Even if otherwise necessary, it is simply not practicable for individuals to decide on such a strategic question which would involve the population. A decision which did not enjoy the consent and consensus of the broad Ummah (jumhoor) can have little chance of success. It could, on the other hand lead only to sporadic violence and produce anarchy (Fasad) instead of order and defeat the very purpose of Jihad. Such individual action would also give the enemy an easy excuse to inflict more death and defeat upon the Muslims and hurt their future ability to prepare and wage war.
But, if there did not exist any de jure Muslim authority which was willing do to its duty in the way of Jihad, it is for the people, Ulema, and Islamic societies to educate, demand and mobilise public opinion in favour of Qital. This might possibly result in the existing authority getting convinced of its duty or yielding to the movement for Jihad.
What is not possible, however, is for the individuals or groups of individuals to declare Qital without the knowledge, consent and consensus of the jumhoor i. e. Ummah. However, unlike the past, when the world could be divided into Muslim lands(Darul Islam) and non-Muslim lands, and the non Muslim lands sub-divided further into lands with whom Muslim were at war(Darul Harb) and lands with whom they had a peace treaty, there are now large Muslim citizen communities in several non-Muslim countries. What would be position of these Muslims in the event of a general call for Qital pitting them against the countries of their citizenship? This hypothetical situation is probably new, but the Islamic law is quite clear.

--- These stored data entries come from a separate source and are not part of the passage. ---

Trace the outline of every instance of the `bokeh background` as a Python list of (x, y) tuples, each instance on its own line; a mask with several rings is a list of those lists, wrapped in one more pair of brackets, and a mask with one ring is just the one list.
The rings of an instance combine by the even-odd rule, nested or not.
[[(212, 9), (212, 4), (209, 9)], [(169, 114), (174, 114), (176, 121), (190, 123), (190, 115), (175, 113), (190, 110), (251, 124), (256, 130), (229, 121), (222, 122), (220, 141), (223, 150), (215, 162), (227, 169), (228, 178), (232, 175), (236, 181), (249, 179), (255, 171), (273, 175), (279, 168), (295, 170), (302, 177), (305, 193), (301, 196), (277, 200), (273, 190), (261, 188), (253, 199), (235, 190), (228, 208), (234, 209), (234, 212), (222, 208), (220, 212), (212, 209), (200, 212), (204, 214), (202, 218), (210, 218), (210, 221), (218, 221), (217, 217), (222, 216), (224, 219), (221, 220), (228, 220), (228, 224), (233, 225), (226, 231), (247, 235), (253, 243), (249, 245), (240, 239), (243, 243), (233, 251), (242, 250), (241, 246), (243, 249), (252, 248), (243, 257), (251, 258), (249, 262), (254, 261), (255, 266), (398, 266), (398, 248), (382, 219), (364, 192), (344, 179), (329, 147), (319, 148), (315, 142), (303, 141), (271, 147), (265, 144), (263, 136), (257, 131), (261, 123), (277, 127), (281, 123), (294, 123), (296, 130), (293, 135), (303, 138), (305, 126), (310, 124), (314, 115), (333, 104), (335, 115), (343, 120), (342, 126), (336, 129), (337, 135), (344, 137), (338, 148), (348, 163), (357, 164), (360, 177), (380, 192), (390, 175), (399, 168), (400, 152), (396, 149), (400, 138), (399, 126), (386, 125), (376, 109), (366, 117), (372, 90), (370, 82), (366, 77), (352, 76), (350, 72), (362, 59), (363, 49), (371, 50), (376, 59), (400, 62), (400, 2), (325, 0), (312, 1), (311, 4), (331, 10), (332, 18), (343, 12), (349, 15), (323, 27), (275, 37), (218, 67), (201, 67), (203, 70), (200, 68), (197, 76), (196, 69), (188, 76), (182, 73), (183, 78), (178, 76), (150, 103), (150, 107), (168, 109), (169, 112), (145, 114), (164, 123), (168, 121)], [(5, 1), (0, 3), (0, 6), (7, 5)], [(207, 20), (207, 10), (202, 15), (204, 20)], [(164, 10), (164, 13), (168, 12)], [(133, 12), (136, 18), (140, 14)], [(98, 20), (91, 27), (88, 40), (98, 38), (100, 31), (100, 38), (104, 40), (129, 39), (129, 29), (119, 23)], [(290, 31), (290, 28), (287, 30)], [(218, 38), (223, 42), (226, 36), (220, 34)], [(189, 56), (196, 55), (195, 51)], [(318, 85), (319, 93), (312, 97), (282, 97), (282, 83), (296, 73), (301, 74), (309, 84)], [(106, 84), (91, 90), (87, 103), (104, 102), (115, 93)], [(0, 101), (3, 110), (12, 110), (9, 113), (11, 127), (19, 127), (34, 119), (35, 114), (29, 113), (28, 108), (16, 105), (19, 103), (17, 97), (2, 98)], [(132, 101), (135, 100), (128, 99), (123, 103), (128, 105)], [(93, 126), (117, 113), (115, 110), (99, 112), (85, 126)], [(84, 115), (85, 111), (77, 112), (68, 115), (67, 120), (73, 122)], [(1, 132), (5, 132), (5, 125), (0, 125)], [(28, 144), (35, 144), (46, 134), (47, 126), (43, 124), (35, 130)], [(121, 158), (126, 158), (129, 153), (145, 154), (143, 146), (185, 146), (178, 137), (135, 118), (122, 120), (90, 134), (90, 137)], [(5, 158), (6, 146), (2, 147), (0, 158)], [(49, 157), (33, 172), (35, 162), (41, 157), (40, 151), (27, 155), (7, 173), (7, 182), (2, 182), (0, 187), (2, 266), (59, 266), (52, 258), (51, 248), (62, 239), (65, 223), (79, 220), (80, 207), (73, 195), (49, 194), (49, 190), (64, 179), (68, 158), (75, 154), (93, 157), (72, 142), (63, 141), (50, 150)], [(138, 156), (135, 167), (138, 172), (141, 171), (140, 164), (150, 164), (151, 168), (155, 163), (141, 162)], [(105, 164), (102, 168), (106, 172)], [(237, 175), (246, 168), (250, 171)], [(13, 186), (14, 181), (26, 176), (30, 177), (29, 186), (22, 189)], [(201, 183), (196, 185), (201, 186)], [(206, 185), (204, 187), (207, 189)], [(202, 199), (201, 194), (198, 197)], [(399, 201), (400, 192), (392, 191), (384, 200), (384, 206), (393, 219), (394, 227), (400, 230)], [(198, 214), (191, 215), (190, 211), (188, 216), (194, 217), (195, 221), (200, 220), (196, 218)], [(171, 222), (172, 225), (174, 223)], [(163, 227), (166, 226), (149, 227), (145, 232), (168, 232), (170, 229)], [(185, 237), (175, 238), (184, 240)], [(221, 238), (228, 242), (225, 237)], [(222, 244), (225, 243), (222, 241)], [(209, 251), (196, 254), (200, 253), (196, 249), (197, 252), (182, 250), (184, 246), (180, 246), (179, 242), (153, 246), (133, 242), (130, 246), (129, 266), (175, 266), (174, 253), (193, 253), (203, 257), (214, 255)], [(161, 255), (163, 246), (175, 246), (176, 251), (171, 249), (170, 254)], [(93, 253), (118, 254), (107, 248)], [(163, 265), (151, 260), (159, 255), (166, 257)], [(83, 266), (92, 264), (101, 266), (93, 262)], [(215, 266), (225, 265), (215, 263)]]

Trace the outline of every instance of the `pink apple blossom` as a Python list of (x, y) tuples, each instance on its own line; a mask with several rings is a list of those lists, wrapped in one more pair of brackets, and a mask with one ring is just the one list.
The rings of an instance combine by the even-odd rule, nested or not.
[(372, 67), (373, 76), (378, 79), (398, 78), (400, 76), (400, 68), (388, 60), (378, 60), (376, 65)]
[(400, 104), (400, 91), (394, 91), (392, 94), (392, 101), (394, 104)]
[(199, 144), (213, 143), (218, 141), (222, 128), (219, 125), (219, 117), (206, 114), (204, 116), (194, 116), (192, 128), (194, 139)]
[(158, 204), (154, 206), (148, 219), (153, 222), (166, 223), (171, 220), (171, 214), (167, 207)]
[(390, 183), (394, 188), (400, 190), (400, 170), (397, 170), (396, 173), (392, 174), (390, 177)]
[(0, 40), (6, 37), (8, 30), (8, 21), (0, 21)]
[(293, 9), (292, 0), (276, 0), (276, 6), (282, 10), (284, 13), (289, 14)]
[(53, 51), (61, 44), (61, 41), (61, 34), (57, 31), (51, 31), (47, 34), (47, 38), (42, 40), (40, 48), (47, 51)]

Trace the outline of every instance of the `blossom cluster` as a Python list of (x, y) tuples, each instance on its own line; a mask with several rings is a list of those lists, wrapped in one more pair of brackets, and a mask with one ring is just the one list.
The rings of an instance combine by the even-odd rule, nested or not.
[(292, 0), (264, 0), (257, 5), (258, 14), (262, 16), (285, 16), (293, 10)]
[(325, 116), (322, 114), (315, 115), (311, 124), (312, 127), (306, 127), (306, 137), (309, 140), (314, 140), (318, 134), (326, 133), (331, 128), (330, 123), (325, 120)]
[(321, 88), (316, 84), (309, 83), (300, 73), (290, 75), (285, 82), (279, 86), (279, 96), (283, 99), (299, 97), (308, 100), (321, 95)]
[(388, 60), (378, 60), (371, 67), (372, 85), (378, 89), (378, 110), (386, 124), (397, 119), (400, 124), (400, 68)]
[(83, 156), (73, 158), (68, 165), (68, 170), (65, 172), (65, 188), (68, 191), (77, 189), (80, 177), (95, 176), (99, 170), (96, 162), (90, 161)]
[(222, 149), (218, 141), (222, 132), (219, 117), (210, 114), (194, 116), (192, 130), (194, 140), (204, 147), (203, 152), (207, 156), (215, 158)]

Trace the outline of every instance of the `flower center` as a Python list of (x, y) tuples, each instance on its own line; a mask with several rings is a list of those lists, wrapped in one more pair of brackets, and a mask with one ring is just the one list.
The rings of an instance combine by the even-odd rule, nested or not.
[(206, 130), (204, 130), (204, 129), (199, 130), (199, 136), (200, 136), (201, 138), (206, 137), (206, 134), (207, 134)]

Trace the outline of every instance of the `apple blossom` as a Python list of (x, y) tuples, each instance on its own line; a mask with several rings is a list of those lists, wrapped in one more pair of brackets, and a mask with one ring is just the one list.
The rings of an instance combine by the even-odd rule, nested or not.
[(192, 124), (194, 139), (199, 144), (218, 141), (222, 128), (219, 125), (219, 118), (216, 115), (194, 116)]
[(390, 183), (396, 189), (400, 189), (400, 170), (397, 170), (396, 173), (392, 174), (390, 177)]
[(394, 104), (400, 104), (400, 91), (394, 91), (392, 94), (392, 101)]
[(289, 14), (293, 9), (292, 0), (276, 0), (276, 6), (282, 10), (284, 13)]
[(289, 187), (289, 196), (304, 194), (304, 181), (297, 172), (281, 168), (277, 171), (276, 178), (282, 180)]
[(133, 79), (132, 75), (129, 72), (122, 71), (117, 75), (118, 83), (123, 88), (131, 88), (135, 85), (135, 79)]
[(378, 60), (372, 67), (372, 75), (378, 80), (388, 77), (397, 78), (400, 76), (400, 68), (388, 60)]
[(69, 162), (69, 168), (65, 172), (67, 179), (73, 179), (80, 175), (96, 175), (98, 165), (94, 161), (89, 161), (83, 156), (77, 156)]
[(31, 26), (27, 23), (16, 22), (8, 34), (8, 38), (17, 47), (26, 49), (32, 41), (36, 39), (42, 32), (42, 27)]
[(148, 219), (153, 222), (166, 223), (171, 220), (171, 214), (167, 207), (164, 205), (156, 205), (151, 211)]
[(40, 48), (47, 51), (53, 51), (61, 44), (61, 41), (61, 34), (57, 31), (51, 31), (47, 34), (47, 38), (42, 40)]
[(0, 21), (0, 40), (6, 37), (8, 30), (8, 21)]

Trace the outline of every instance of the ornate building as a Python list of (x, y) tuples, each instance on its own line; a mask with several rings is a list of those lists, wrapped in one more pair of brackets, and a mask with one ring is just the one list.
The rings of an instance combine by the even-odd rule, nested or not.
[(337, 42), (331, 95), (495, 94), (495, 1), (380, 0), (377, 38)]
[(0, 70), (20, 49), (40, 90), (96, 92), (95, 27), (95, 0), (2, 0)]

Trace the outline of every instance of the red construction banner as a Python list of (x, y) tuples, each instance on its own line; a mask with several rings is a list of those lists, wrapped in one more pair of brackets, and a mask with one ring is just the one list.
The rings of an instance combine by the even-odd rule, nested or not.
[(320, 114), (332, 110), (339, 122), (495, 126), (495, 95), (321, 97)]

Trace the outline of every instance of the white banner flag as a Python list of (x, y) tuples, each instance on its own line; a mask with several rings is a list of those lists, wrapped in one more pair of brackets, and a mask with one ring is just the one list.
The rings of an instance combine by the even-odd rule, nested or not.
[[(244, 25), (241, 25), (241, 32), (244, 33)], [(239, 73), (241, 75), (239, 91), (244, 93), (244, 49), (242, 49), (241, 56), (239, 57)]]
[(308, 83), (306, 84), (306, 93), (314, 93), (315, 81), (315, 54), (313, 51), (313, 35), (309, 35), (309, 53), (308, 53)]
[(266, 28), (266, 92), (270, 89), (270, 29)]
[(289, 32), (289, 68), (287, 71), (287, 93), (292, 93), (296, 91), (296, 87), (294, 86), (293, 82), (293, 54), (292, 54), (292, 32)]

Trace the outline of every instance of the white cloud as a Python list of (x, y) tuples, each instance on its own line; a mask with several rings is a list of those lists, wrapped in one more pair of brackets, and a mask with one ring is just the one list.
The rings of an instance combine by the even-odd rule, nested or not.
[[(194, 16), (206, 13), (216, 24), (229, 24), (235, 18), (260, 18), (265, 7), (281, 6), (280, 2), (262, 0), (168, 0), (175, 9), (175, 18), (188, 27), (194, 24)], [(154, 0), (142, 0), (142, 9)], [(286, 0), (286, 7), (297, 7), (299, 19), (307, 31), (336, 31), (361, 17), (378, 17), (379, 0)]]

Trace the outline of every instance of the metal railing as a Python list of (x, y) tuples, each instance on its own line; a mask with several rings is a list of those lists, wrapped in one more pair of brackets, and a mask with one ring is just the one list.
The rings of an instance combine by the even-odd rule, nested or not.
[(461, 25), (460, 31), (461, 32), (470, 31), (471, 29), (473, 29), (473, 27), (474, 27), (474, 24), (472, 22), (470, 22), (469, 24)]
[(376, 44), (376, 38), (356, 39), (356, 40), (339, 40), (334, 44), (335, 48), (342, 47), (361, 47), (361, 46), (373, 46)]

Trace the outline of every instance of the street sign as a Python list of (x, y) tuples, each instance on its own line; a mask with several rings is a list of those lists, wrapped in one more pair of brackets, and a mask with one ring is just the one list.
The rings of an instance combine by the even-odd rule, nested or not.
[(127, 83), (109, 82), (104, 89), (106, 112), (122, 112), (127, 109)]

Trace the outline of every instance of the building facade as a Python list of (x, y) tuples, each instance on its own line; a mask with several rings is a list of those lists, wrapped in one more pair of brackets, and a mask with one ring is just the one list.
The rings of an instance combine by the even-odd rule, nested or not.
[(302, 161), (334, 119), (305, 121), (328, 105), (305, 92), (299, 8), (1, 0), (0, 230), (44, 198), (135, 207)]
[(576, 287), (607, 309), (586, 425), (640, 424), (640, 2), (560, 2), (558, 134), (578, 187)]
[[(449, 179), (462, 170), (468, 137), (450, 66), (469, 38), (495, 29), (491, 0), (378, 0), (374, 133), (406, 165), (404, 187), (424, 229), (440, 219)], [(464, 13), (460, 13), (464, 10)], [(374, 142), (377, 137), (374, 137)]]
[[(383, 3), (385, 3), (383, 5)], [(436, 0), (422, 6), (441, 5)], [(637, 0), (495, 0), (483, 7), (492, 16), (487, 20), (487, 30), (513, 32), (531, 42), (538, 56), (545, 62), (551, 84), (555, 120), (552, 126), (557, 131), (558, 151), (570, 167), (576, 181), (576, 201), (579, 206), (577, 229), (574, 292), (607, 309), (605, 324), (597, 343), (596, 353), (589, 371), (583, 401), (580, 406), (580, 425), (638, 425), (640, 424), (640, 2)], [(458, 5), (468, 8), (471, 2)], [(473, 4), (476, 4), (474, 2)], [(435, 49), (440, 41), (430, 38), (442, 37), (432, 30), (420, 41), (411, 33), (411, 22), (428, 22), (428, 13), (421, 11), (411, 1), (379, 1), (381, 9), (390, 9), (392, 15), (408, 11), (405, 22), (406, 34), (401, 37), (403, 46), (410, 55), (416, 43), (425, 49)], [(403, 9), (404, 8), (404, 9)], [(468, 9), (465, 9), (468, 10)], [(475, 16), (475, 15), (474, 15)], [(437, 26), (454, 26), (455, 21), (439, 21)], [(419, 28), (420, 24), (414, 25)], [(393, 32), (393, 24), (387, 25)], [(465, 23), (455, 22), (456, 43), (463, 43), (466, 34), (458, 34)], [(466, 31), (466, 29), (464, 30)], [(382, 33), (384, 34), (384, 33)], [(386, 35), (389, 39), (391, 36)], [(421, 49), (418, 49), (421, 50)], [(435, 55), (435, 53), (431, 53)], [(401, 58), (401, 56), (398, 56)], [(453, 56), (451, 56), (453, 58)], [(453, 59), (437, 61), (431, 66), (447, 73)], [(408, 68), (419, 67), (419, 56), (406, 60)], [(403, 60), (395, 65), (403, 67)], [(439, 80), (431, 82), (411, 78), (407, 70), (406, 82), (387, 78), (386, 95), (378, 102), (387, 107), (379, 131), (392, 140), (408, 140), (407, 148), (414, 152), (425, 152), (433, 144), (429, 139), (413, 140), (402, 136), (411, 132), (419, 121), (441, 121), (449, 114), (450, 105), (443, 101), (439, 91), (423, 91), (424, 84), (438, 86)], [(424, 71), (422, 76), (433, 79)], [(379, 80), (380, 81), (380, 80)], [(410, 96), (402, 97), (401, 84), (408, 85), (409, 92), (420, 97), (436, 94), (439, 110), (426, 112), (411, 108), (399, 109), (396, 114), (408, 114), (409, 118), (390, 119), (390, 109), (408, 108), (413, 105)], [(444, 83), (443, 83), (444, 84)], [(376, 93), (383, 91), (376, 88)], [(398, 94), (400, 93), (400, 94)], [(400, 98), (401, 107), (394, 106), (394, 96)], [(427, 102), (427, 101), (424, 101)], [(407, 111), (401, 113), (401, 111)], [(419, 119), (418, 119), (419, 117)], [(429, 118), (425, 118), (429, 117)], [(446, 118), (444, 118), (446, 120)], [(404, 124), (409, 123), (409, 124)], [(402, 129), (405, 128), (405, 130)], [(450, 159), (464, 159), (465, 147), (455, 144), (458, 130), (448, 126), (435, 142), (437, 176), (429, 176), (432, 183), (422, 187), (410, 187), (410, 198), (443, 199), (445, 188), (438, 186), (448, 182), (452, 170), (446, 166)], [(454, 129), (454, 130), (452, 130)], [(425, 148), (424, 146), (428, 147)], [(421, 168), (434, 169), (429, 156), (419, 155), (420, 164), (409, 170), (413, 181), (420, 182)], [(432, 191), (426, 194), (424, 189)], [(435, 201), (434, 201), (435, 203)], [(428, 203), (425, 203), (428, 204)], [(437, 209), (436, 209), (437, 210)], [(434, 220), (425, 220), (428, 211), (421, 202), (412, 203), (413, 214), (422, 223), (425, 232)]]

These communities have an obligation to stand by their citizenship contract; should they want to get out of it, they would have to quit the contract and get out of the jurisdiction. Islam requires Muslims to inform and notify the other party if they want to quit any agreement.
So, if there is Jihad, it is open and announced. Jihad cannot be covert or clandestine and it has no place for sabotage and subversion from within. Jihad is a clean and moral battle in the pursuit of clean and moral objectives; if not, it is not Jihad.